Thankful for Suf
Ambassador Donald Tietelbaum invited the Peace Corps Volunteers to his house for Thanksgiving. He did this last year too and it was a good time, so I was excited to go. It’s always nice to re-connect with people you haven’t seen in a while. It’s also always good to eat turkey and mashed potatoes.
I took an early bus from Tamale to Accra. I was sitting at the station, patiently waiting for the bus to load, when I heard someone say “Kim?”
I looked up to see a man staring at me intently. He looked very familiar, but I couldn’t place him. Then he started greeting me in Dagboni, and I suddenly realized that it was Suf. Suf was my language trainer. I haven’t seen him since training ended more than a year ago. We chatted for a while, and I asked him if he would like some bofrut, because I was getting hungry. He said yes, and I wandered off to get bofrut. I started talking to the woman who was selling the bofrut in Dagboni. She asked my name. I told her, and she didn’t understand, because I still can’t pronounce my Dagboni name.
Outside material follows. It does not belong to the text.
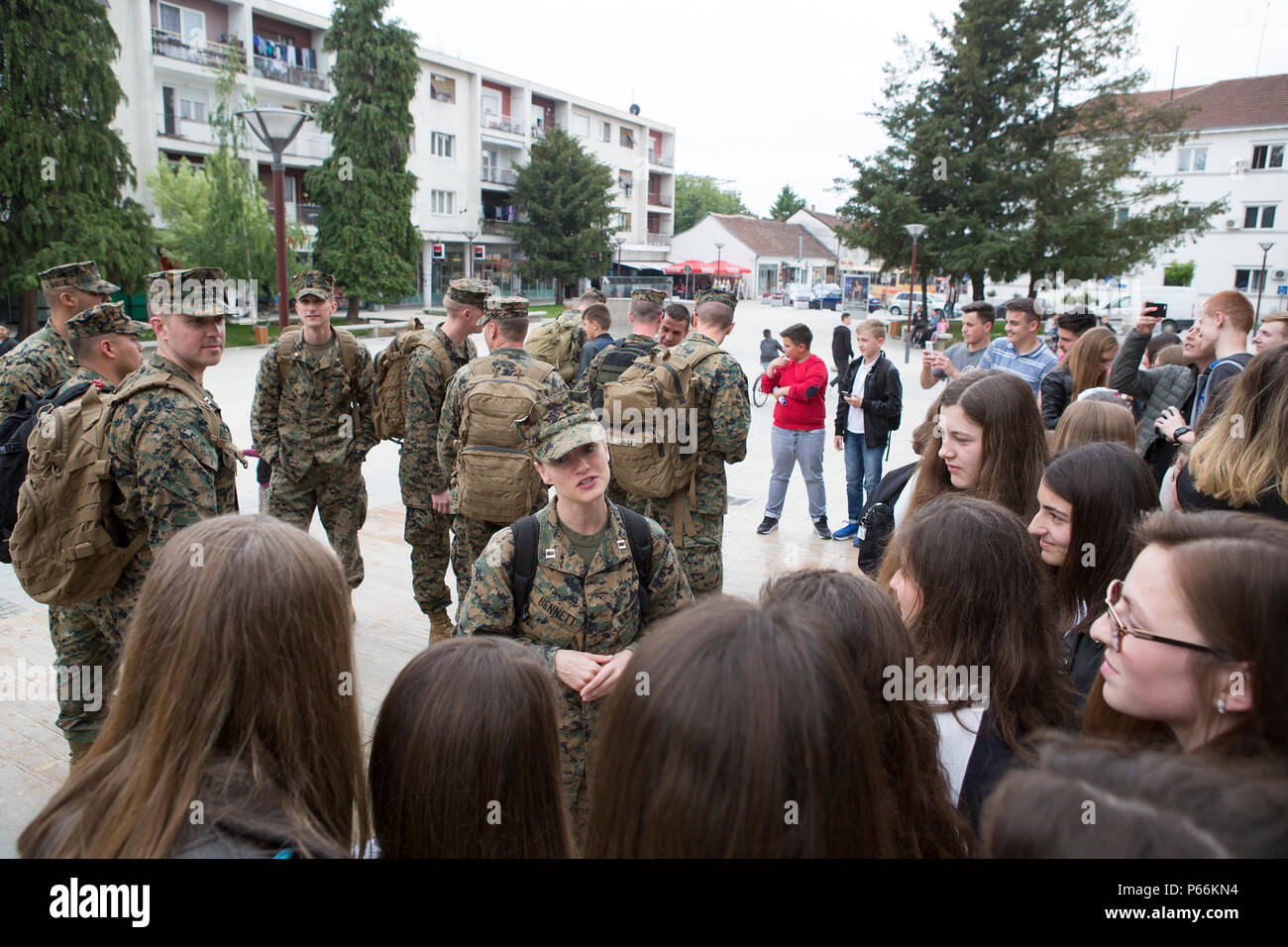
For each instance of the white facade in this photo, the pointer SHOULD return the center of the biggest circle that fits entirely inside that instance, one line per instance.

She got it after a few attempts, and I went back to sit down by Suf.
I sighed and complained that I couldn’t pronounce my Dagboni name, and he asked what it was. “Patience,” I said.
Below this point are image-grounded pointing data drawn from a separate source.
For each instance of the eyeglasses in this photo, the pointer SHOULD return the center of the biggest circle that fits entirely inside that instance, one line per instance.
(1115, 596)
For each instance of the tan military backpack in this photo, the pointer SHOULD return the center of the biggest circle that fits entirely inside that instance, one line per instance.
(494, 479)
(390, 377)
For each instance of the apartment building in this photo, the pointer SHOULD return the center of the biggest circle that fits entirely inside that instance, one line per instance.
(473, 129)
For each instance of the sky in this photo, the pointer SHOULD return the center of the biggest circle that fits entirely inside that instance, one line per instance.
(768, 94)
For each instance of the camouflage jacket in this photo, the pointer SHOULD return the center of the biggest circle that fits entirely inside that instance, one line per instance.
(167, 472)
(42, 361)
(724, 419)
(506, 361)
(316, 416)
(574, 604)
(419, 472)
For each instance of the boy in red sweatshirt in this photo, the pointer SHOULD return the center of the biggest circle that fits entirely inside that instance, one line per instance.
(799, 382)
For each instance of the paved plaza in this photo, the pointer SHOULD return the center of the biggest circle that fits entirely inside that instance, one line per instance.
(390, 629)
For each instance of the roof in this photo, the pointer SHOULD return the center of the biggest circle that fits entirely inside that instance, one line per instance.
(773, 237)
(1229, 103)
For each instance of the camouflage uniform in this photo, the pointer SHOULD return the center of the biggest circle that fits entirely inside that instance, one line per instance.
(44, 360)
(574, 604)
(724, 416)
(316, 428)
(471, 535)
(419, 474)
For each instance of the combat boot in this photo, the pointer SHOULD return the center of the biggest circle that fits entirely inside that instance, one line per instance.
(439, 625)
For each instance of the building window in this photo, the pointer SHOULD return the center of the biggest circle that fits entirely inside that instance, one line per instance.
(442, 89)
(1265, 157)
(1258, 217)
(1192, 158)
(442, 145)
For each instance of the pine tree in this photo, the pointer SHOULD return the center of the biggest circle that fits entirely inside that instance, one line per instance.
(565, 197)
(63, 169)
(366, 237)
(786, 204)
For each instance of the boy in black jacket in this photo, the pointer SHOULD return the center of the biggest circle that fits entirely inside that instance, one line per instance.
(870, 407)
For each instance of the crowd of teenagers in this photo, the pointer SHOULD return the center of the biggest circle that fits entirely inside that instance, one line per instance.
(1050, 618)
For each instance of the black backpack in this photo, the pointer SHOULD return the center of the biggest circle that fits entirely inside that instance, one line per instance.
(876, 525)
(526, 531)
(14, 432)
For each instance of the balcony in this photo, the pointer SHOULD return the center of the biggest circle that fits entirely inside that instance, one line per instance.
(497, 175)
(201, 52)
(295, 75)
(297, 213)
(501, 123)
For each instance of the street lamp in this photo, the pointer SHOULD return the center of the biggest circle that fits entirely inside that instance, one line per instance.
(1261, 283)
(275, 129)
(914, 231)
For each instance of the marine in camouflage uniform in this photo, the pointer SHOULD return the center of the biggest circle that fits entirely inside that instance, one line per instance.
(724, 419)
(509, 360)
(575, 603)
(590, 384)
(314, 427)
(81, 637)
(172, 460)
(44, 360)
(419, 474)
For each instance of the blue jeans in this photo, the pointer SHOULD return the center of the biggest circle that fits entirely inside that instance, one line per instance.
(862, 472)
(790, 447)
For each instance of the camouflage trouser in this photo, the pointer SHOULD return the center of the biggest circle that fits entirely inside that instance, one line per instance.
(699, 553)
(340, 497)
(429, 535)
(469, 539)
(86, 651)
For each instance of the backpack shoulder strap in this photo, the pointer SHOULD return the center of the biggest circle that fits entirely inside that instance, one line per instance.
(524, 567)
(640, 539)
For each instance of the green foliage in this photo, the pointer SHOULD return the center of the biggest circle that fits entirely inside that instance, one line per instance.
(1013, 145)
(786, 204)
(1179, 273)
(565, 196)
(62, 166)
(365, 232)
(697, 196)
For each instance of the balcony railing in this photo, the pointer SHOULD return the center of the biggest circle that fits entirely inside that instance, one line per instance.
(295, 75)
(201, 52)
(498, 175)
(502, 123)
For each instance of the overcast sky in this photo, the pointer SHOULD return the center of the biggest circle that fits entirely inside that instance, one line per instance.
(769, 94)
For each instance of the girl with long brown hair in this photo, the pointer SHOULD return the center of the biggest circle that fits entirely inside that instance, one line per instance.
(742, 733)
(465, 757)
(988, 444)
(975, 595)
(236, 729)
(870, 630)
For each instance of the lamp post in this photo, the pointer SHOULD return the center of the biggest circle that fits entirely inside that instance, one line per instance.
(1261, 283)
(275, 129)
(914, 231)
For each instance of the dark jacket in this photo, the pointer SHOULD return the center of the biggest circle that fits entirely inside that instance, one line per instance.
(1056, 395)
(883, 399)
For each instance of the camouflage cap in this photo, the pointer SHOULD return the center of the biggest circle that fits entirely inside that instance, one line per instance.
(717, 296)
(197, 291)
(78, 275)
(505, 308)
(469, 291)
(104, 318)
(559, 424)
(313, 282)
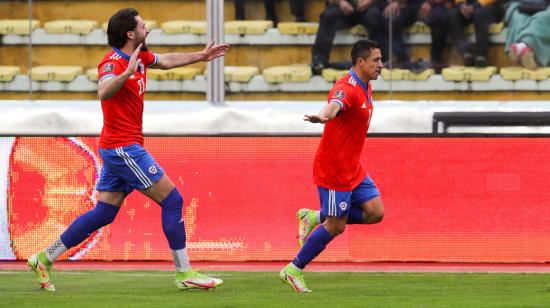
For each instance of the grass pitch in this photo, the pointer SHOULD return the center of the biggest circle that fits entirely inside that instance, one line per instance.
(263, 289)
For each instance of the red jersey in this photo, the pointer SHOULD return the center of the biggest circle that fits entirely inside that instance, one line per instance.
(337, 164)
(123, 112)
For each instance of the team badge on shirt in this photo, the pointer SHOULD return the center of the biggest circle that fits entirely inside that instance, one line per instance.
(108, 67)
(339, 94)
(343, 205)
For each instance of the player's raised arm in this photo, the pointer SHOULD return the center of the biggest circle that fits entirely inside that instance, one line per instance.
(108, 87)
(326, 114)
(177, 59)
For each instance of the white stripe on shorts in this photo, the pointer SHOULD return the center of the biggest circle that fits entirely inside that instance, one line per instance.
(135, 168)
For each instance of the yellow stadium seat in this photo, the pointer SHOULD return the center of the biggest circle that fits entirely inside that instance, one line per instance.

He started breaking it down syllable by syllable, and I wasn’t getting it. “I’m pretty sure this is a lost cause, Suf” I said.
“They shouldn’t have given you a name you can’t pronounce,” he said as we boarded the bus.
I didn’t notice it at first, but a few weeks later I was on one of my evening walks and someone asked my name. I told her, and she understood the first time. Then I realized that this had happened a few times. Actually, it’s happened every time since- I can finally actually pronounce my own (Dagboni) name! I’m thankful to Suf for taking the time to show me how.
Fire Festival
“You need to learn how to prepare our food,” Achiri told me on the day of Fire Festival. We caught two of my chickens and slaughtered them. I did most of the work on one of them myself, which made me proud. We made a broth with the chicken, adobo seasoning, and salt. Achiri made a face at my salt shaker, so I removed the top, and he added a good inch or so out of the bottle. When the chicken was cooked, we removed it and added a package of dried ochra and let it simmer. He went and got fufu from his house, and I ate.
I changed into some trousers and my running shoes and went to Achiri’s house. Some men there talked to me about Fire Festival. One man said that it started because someone’s boy was lost at night, and they needed fire to be able to find him. I’ve also heard people say it was to cleanse the land. I think it depends who you ask.
The festival starts at the chief’s house. Achiri and I were there pretty early, and there were about 20 other adults there. There were also about 300 kids with painted faces carrying torches, which were unlit so far.
The kids were fighting. Achiri pointed his flashlight on a particularly violent kid. “Hey, you! You!” he said in Dagbani, stopping the fight. I tried to imagine a group of 300 painted children with torches that would soon be lit and only 20 adults for supervision marching through Salt Lake and laughed out loud. Marching is the wrong word, but I don’t know the right one. Scampering, maybe?
The chief finally came out, and the linguist lit the chief’s torch. Everyone else lit their torches from the chief’s torch. By now, there were many more adults and several drummers. Everyone started dancing with their torches, fanning out into the bush. At the end, everyone throws their torches into a tree, so it looks like a giant column of flame. Then people take some branches and move to various houses.
A concoction is made with the tree branches and water, which is thrown over the participants. It is supposed to make you invincible. It’s warm and it feels really good when you get a chest full of it.
Then everyone dances, carrying tree branches and cutlasses. It’s hard to see because there’s a lot of dust in the air. It’s hard to hear because of the drumming and the guns going off in the background. We headed back to my house and realized that another village (my village is really 3 villages smashed together) was still going, so we joined in similar festivities there.
Afterwards, I went home and ate a leftover piece of chicken and took a bucket bath to rinse off all the dust. I was told that the women will collect the branches used in the dancing and prepare bath water for their children. It is supposed to protect the children.
The next day, people go around and greet their fathers, uncles, and grandparents. The relatives are supposed to give the children meat, and sometimes chickens. I am still waiting on a chicken from my family.
Achiri and I went to greet the chiefs, and I got to eat kola nut (I can’t seem to get away from it). A man with a silver beard said that I was his grandmother and that I should give him a hen. Achiri and I laughed. Later we went to market.